But it’s the Packers everyone is worried about?

Let’s not discredit the Bears. Finding a way to win is all that matters, and Caleb Williams looked like prime Aaron Rodgers in the final two minutes plus overtime. That counts. Nobody is pretending the Bears are a bad team or that they can’t create problems in the playoffs.

Prisco hits the nail on the head, though. It’s as though the first 58 minutes didn’t mean anything. For the scoreboard and the win column? Absolutely not. But when projecting ahead to playoff matchups? If Chicago plays that poorly for well over three quarters in January (perhaps in a rematch against the Packers with a healthy Love), it’s over.

It’s easy to play the what-if game, but at the time of the onside kick, Williams had completed just 12 of 24 passes for 151 yards against a depleted Green Bay defense. Chicago didn’t play championship football for almost the entire game. Of course, Williams showed off his star potential when it mattered most, but he nearly didn’t get that chance.

The Packers know one victory will send them into the playoffs (thanks for the assist, Aaron Rodgers), and they can be a dangerous team.

Mike McCarthy recently explained how the Packers playing in so many tough games and facing adversity will serve them well in the postseason.
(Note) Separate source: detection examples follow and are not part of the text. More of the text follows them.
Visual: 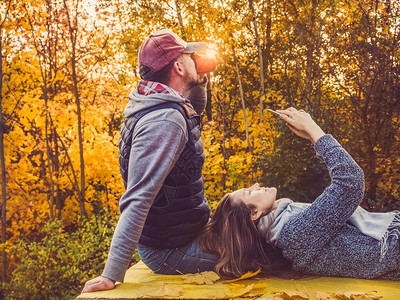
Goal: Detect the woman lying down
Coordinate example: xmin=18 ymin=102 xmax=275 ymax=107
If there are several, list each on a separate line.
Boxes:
xmin=199 ymin=108 xmax=400 ymax=280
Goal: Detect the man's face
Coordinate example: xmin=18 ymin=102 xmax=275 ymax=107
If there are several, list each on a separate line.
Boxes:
xmin=180 ymin=53 xmax=204 ymax=90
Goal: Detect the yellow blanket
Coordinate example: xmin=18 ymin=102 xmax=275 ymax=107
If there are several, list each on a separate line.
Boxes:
xmin=77 ymin=261 xmax=400 ymax=300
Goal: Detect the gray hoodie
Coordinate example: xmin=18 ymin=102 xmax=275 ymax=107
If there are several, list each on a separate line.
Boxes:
xmin=102 ymin=82 xmax=207 ymax=282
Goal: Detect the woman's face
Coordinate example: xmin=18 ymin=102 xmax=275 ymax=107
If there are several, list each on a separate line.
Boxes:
xmin=231 ymin=183 xmax=277 ymax=221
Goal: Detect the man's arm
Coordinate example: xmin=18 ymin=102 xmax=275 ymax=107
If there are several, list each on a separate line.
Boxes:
xmin=82 ymin=109 xmax=187 ymax=292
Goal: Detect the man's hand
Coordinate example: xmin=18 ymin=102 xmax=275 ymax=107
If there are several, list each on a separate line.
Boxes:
xmin=277 ymin=107 xmax=325 ymax=144
xmin=82 ymin=276 xmax=115 ymax=293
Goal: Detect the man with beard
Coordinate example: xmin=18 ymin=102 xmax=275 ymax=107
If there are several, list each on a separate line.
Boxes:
xmin=82 ymin=29 xmax=216 ymax=292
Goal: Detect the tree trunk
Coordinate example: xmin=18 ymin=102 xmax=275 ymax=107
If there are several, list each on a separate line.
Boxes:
xmin=0 ymin=20 xmax=7 ymax=283
xmin=64 ymin=0 xmax=87 ymax=218
xmin=249 ymin=0 xmax=265 ymax=123
xmin=175 ymin=0 xmax=186 ymax=38
xmin=232 ymin=44 xmax=253 ymax=154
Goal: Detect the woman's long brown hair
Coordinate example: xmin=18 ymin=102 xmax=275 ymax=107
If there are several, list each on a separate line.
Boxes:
xmin=199 ymin=194 xmax=288 ymax=279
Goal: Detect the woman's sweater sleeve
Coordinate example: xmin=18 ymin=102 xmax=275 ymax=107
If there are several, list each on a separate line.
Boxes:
xmin=278 ymin=135 xmax=364 ymax=252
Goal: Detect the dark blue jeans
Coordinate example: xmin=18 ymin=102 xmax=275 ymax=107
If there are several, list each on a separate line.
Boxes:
xmin=137 ymin=239 xmax=217 ymax=275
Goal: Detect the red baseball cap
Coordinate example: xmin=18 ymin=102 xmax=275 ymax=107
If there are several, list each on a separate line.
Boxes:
xmin=138 ymin=29 xmax=207 ymax=80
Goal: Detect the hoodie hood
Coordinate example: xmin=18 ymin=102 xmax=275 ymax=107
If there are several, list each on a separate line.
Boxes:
xmin=124 ymin=89 xmax=191 ymax=118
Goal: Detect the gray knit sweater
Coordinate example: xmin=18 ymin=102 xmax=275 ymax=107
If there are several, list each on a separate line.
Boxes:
xmin=277 ymin=135 xmax=400 ymax=280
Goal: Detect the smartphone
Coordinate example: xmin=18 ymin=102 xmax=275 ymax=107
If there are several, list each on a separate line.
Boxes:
xmin=267 ymin=108 xmax=281 ymax=116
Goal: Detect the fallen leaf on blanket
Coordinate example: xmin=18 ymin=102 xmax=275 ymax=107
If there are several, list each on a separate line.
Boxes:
xmin=138 ymin=283 xmax=183 ymax=298
xmin=202 ymin=284 xmax=253 ymax=299
xmin=227 ymin=284 xmax=254 ymax=298
xmin=182 ymin=271 xmax=220 ymax=284
xmin=225 ymin=269 xmax=261 ymax=283
xmin=276 ymin=289 xmax=336 ymax=300
xmin=335 ymin=291 xmax=382 ymax=300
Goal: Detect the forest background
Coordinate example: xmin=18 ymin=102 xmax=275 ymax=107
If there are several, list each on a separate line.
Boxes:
xmin=0 ymin=0 xmax=400 ymax=299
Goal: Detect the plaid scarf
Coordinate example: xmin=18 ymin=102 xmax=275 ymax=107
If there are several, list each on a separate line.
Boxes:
xmin=137 ymin=80 xmax=190 ymax=103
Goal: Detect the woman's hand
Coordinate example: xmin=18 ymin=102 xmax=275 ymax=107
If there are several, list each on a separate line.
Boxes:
xmin=277 ymin=107 xmax=325 ymax=144
xmin=82 ymin=276 xmax=115 ymax=293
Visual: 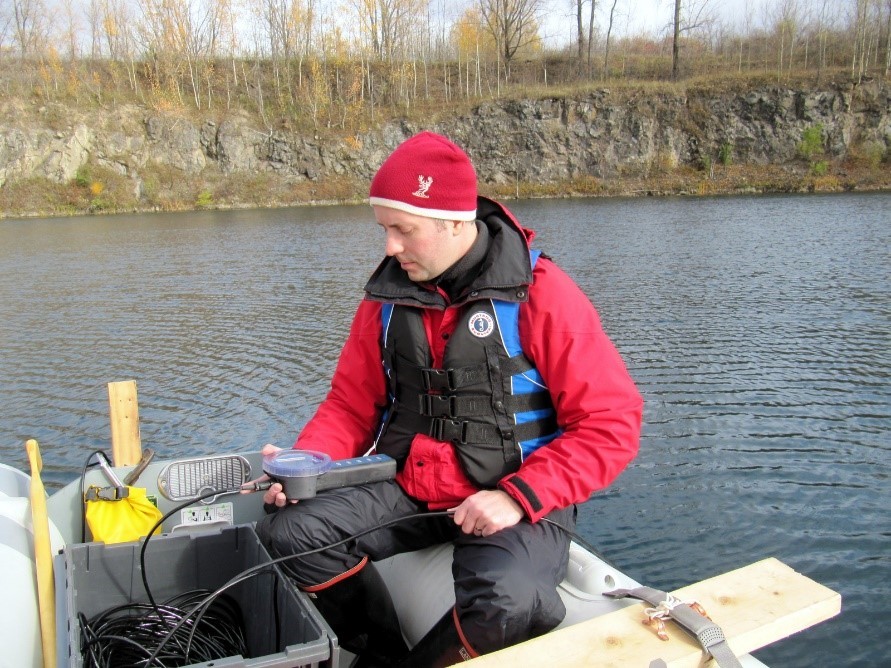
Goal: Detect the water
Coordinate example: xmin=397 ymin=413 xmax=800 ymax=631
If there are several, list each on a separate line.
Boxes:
xmin=0 ymin=194 xmax=891 ymax=666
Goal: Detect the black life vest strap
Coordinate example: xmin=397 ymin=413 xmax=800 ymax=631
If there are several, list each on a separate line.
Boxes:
xmin=418 ymin=391 xmax=553 ymax=418
xmin=398 ymin=355 xmax=534 ymax=393
xmin=400 ymin=407 xmax=557 ymax=445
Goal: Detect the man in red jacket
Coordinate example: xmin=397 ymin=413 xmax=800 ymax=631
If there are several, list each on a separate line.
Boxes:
xmin=258 ymin=132 xmax=642 ymax=666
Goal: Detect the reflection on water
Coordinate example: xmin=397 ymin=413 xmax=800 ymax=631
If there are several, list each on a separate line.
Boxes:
xmin=0 ymin=194 xmax=891 ymax=666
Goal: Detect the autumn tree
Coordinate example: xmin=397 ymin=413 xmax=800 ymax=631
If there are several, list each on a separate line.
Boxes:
xmin=11 ymin=0 xmax=51 ymax=58
xmin=351 ymin=0 xmax=418 ymax=61
xmin=477 ymin=0 xmax=542 ymax=77
xmin=671 ymin=0 xmax=715 ymax=81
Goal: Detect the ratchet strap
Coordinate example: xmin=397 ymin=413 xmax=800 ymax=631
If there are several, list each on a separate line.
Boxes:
xmin=603 ymin=587 xmax=742 ymax=668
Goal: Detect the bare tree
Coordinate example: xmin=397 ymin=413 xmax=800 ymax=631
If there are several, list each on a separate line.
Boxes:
xmin=603 ymin=0 xmax=619 ymax=78
xmin=671 ymin=0 xmax=714 ymax=81
xmin=351 ymin=0 xmax=416 ymax=61
xmin=478 ymin=0 xmax=541 ymax=77
xmin=12 ymin=0 xmax=51 ymax=58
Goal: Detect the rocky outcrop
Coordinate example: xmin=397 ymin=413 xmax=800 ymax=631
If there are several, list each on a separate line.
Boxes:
xmin=0 ymin=80 xmax=891 ymax=190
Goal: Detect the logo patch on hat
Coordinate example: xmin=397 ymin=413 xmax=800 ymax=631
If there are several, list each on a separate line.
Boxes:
xmin=412 ymin=174 xmax=433 ymax=199
xmin=467 ymin=311 xmax=495 ymax=339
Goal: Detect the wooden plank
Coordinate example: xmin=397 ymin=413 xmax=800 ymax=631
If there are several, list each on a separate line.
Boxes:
xmin=108 ymin=380 xmax=142 ymax=466
xmin=25 ymin=438 xmax=56 ymax=668
xmin=460 ymin=558 xmax=841 ymax=668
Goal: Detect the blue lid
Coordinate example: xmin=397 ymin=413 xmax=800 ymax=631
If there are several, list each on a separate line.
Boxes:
xmin=263 ymin=450 xmax=331 ymax=478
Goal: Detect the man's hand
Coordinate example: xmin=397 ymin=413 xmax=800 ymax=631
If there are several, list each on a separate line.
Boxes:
xmin=242 ymin=443 xmax=297 ymax=508
xmin=452 ymin=490 xmax=524 ymax=536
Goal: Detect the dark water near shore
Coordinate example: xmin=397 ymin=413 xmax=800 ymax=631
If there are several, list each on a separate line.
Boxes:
xmin=0 ymin=194 xmax=891 ymax=666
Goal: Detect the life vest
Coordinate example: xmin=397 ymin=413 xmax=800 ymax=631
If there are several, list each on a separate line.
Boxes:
xmin=377 ymin=251 xmax=559 ymax=488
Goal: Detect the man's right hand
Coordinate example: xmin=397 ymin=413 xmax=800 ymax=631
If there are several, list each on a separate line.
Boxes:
xmin=253 ymin=443 xmax=297 ymax=508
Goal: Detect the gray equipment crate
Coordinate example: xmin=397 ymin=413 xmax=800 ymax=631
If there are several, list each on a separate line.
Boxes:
xmin=57 ymin=525 xmax=339 ymax=668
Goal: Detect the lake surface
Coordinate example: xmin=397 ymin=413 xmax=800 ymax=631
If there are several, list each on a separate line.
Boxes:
xmin=0 ymin=194 xmax=891 ymax=666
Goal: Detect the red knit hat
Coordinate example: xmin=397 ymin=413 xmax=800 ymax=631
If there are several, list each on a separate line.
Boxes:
xmin=369 ymin=132 xmax=476 ymax=220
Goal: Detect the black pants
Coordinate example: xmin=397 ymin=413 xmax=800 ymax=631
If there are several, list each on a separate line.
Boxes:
xmin=257 ymin=481 xmax=576 ymax=654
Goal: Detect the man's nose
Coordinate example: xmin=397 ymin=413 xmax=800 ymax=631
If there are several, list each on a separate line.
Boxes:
xmin=387 ymin=234 xmax=402 ymax=257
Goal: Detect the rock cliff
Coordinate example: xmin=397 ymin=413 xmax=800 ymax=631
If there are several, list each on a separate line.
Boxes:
xmin=0 ymin=80 xmax=891 ymax=198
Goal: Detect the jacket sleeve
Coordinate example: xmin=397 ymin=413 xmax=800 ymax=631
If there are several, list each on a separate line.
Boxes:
xmin=499 ymin=258 xmax=643 ymax=521
xmin=294 ymin=301 xmax=387 ymax=459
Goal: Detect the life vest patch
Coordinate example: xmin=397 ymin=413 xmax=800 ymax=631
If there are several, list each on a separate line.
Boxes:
xmin=467 ymin=311 xmax=495 ymax=339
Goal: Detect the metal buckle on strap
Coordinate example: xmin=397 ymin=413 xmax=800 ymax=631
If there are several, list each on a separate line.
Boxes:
xmin=418 ymin=394 xmax=458 ymax=418
xmin=421 ymin=369 xmax=458 ymax=392
xmin=84 ymin=485 xmax=130 ymax=501
xmin=428 ymin=418 xmax=467 ymax=444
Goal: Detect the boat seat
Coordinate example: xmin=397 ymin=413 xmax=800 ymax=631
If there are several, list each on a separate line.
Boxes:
xmin=376 ymin=543 xmax=638 ymax=646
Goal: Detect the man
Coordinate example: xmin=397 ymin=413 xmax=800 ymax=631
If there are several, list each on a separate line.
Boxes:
xmin=258 ymin=132 xmax=642 ymax=666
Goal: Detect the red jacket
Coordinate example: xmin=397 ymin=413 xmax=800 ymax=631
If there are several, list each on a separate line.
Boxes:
xmin=295 ymin=198 xmax=643 ymax=521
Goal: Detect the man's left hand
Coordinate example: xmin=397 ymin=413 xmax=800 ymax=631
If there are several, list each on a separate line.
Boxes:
xmin=452 ymin=490 xmax=524 ymax=536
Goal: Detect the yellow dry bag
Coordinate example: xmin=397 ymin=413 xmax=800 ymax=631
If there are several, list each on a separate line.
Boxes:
xmin=84 ymin=487 xmax=161 ymax=543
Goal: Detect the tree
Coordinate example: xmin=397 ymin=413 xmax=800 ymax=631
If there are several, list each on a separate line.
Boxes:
xmin=352 ymin=0 xmax=416 ymax=61
xmin=478 ymin=0 xmax=541 ymax=76
xmin=671 ymin=0 xmax=715 ymax=81
xmin=12 ymin=0 xmax=50 ymax=58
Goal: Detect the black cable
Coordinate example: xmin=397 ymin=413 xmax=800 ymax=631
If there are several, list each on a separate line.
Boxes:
xmin=89 ymin=488 xmax=609 ymax=668
xmin=80 ymin=450 xmax=111 ymax=543
xmin=145 ymin=510 xmax=454 ymax=666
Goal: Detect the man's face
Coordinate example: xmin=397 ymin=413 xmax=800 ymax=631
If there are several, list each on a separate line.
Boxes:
xmin=372 ymin=206 xmax=467 ymax=282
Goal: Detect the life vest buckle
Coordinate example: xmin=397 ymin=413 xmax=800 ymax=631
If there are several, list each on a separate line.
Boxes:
xmin=427 ymin=418 xmax=467 ymax=445
xmin=421 ymin=369 xmax=458 ymax=392
xmin=418 ymin=394 xmax=458 ymax=418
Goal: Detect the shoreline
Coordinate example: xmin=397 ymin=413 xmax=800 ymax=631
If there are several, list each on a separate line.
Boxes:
xmin=0 ymin=164 xmax=891 ymax=223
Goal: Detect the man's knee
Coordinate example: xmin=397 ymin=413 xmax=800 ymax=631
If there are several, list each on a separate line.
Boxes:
xmin=455 ymin=569 xmax=566 ymax=654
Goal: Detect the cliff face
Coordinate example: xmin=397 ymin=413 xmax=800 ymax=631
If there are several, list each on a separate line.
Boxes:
xmin=0 ymin=80 xmax=891 ymax=193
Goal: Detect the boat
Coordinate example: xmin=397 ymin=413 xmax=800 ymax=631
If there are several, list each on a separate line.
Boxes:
xmin=0 ymin=384 xmax=841 ymax=668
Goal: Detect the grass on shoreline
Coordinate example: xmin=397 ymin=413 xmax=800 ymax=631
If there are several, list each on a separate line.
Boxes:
xmin=0 ymin=161 xmax=891 ymax=219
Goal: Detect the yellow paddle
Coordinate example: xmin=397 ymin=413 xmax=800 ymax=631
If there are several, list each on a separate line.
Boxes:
xmin=25 ymin=438 xmax=56 ymax=668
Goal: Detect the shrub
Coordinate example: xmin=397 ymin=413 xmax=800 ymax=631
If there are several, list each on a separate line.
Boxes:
xmin=718 ymin=141 xmax=733 ymax=167
xmin=798 ymin=123 xmax=823 ymax=162
xmin=195 ymin=190 xmax=213 ymax=209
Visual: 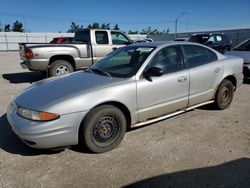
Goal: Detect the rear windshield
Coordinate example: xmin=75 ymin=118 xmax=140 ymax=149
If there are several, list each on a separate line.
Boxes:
xmin=74 ymin=30 xmax=90 ymax=43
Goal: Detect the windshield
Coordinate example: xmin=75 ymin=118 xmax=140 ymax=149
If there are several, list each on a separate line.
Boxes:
xmin=188 ymin=35 xmax=209 ymax=44
xmin=91 ymin=46 xmax=155 ymax=78
xmin=233 ymin=39 xmax=250 ymax=51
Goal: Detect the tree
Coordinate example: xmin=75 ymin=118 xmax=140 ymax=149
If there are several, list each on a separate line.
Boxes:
xmin=88 ymin=22 xmax=100 ymax=29
xmin=114 ymin=24 xmax=120 ymax=30
xmin=128 ymin=30 xmax=139 ymax=35
xmin=4 ymin=24 xmax=11 ymax=32
xmin=67 ymin=22 xmax=83 ymax=33
xmin=101 ymin=23 xmax=110 ymax=29
xmin=12 ymin=20 xmax=24 ymax=32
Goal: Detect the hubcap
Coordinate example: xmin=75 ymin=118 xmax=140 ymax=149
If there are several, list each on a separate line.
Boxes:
xmin=220 ymin=87 xmax=231 ymax=104
xmin=94 ymin=116 xmax=118 ymax=143
xmin=56 ymin=65 xmax=69 ymax=76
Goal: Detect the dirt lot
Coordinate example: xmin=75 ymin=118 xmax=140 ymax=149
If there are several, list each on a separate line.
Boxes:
xmin=0 ymin=52 xmax=250 ymax=188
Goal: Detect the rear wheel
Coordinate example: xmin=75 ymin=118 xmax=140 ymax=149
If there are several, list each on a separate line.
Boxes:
xmin=214 ymin=80 xmax=234 ymax=110
xmin=79 ymin=105 xmax=126 ymax=153
xmin=49 ymin=60 xmax=74 ymax=77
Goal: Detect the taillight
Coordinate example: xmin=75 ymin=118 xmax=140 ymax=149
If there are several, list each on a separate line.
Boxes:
xmin=25 ymin=50 xmax=33 ymax=59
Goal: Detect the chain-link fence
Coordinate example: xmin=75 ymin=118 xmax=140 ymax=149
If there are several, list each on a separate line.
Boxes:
xmin=149 ymin=29 xmax=250 ymax=47
xmin=0 ymin=32 xmax=74 ymax=51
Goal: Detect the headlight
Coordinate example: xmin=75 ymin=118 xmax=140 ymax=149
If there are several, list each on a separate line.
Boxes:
xmin=17 ymin=107 xmax=59 ymax=121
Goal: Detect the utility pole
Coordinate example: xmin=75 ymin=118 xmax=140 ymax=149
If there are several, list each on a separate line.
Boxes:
xmin=175 ymin=12 xmax=188 ymax=38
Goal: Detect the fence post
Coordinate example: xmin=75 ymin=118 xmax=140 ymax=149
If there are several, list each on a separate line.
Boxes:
xmin=26 ymin=34 xmax=29 ymax=42
xmin=4 ymin=34 xmax=9 ymax=51
xmin=45 ymin=33 xmax=48 ymax=43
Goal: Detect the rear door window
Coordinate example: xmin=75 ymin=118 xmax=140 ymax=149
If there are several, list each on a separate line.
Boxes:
xmin=95 ymin=31 xmax=109 ymax=44
xmin=146 ymin=46 xmax=183 ymax=74
xmin=183 ymin=45 xmax=217 ymax=68
xmin=234 ymin=40 xmax=250 ymax=51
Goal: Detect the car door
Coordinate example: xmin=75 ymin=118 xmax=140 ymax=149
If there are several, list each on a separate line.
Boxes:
xmin=183 ymin=45 xmax=223 ymax=106
xmin=137 ymin=46 xmax=189 ymax=121
xmin=93 ymin=31 xmax=113 ymax=60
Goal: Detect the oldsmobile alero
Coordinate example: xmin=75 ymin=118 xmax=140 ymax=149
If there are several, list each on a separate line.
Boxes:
xmin=7 ymin=42 xmax=243 ymax=153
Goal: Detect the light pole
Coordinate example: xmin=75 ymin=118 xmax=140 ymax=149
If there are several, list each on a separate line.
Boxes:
xmin=175 ymin=12 xmax=188 ymax=38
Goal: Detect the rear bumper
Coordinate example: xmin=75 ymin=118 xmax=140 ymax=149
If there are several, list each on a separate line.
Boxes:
xmin=243 ymin=63 xmax=250 ymax=79
xmin=20 ymin=59 xmax=49 ymax=71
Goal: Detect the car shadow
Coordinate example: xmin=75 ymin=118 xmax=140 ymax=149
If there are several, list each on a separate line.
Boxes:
xmin=0 ymin=114 xmax=62 ymax=156
xmin=2 ymin=72 xmax=45 ymax=84
xmin=124 ymin=158 xmax=250 ymax=188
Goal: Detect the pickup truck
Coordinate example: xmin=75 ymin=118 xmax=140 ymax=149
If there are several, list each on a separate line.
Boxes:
xmin=19 ymin=29 xmax=133 ymax=77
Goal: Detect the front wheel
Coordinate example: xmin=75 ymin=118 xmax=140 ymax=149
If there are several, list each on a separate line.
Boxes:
xmin=79 ymin=105 xmax=127 ymax=153
xmin=214 ymin=80 xmax=234 ymax=110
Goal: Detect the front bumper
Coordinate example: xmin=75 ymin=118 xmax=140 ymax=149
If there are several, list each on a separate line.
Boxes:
xmin=7 ymin=102 xmax=87 ymax=149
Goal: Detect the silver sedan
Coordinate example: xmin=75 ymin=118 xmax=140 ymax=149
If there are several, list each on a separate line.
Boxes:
xmin=7 ymin=42 xmax=243 ymax=153
xmin=225 ymin=38 xmax=250 ymax=80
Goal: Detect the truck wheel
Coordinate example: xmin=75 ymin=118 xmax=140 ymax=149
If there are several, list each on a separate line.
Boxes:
xmin=49 ymin=60 xmax=74 ymax=77
xmin=79 ymin=105 xmax=127 ymax=153
xmin=214 ymin=80 xmax=234 ymax=110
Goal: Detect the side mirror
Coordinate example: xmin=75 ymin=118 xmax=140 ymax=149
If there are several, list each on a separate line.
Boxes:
xmin=143 ymin=67 xmax=163 ymax=77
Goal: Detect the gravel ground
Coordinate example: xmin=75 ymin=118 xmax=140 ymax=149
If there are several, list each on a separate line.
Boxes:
xmin=0 ymin=52 xmax=250 ymax=188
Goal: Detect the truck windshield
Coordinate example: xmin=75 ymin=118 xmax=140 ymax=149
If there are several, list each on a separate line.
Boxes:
xmin=91 ymin=46 xmax=155 ymax=78
xmin=74 ymin=30 xmax=90 ymax=43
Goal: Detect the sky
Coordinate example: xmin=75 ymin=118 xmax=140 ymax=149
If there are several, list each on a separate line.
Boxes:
xmin=0 ymin=0 xmax=250 ymax=33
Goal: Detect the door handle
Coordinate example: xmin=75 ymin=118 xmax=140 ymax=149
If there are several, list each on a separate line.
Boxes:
xmin=177 ymin=76 xmax=187 ymax=82
xmin=214 ymin=67 xmax=220 ymax=73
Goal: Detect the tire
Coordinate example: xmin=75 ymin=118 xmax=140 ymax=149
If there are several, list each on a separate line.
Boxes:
xmin=214 ymin=80 xmax=234 ymax=110
xmin=79 ymin=105 xmax=127 ymax=153
xmin=49 ymin=60 xmax=74 ymax=77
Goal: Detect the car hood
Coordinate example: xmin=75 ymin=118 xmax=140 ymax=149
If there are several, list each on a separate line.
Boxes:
xmin=15 ymin=71 xmax=124 ymax=111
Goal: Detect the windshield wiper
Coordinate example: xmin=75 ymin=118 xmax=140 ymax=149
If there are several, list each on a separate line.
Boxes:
xmin=90 ymin=67 xmax=111 ymax=77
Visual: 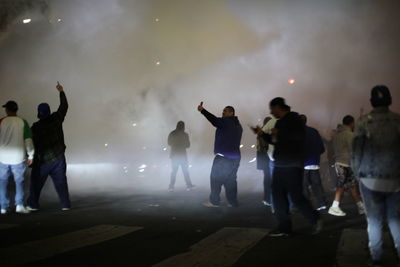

Over the past seven weeks, Green Bay has played the Philadelphia Eagles, Bears (twice), Detroit Lions, and Denver Broncos. They held two-score leads in four of them. Playing in electric atmospheres against elite teams will only help them when playoff football arrives.

The key now is getting as healthy as possible. They won’t get Micah Parsons back. Or Tucker Kraft. Or Devonte Wyatt. The list goes on. But the offense is among the league’s best with a healthy Love, and the defense kept the Bears out of the end zone until the final seconds. They will fight.

The loss at Soldier Field has the NFL world doubting the Packers, but even in defeat, they proved they can still become a dangerous team when January arrives.